Enable bfloat16 unit tests (#5163)

whitneywhtsang · web-flow · commit 91cac59bad73 · 2025-10-31T17:30:48.000-04:00
Fixes #3914 --------- Signed-off-by: Whitney Tsang <whitney.tsang@intel.com>
diff --git a/python/test/unit/language/test_core.py b/python/test/unit/language/test_core.py
@@ -1352,8 +1352,6 @@ def test_atomic_rmw(op, dtype_x_str, mode, sem, device):
             pytest.xfail("Only test atomic bfloat16/float16 ops on GPU")
     if "uint" in dtype_x_str and mode in ["min_neg", "all_neg"]:
         pytest.xfail("uint cannot be negative")

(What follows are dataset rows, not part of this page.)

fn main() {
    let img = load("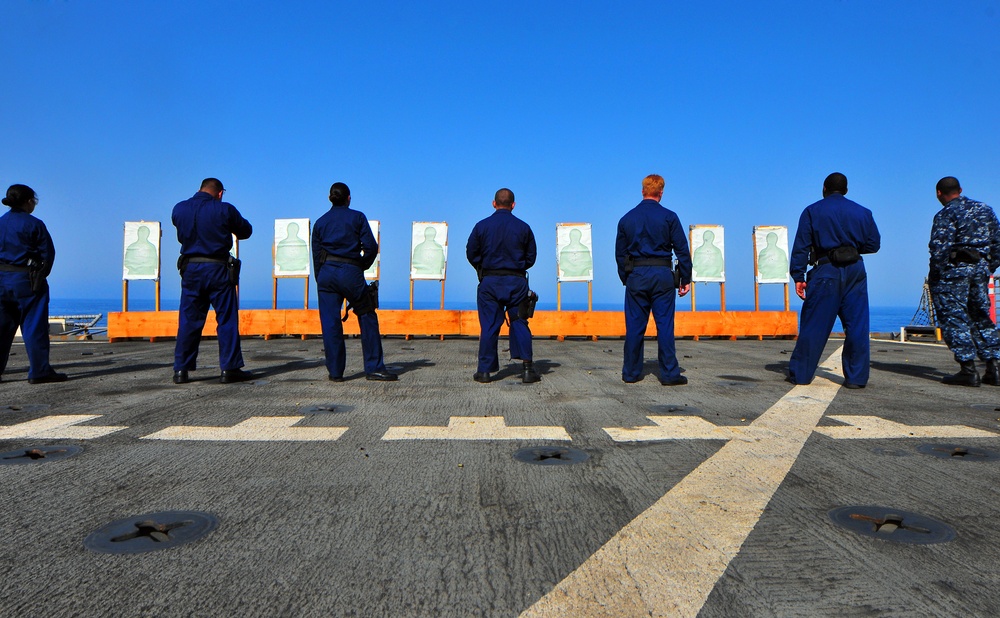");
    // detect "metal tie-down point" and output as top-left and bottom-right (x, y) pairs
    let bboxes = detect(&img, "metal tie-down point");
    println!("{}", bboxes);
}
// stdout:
(513, 446), (590, 466)
(828, 506), (956, 545)
(0, 445), (83, 465)
(85, 511), (219, 554)
(300, 403), (341, 414)
(917, 443), (1000, 462)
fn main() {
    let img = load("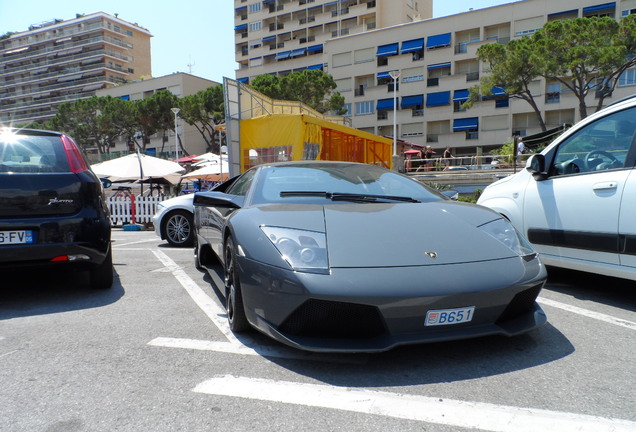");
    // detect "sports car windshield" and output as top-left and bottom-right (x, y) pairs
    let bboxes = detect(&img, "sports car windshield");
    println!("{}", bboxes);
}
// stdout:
(251, 163), (445, 205)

-    if is_xpu() and dtype_x_str == 'bfloat16':
-        pytest.skip("bfloat16 not yet supported for xpu")
 
     n_programs = 5
 
@@ -1442,8 +1440,6 @@ def kernel(X):
                           for check_return_val in ([True, False] if is_hip() else [True])])
 def test_tensor_atomic_rmw(shape, axis, num_ctas, dtype_x_str, check_return_val, device):
     check_type_supported(dtype_x_str, device)
-    if is_xpu() and dtype_x_str == 'bfloat16':
-        pytest.skip("bfloat16 not yet supported for xpu")
     shape0, shape1 = shape
     # triton kernel
 
@@ -1523,8 +1519,6 @@ def torch_to_triton_dtype(t):
                                                          for dtype_x_str in ['bfloat16', 'float16', 'float32']])
 def test_tensor_atomic_add_non_exclusive_offset(size, num_ctas, dtype_x_str, device):
     check_type_supported(dtype_x_str, device)
-    if is_xpu() and dtype_x_str == 'bfloat16':
-        pytest.skip("bfloat16 not yet supported for xpu")
 
     @triton.jit
     def kernel(X, val, NUM: tl.constexpr):
@@ -1549,8 +1543,6 @@ def kernel(X, val, NUM: tl.constexpr):
                                                          for dtype_x_str in ['bfloat16', 'float16', 'float32']])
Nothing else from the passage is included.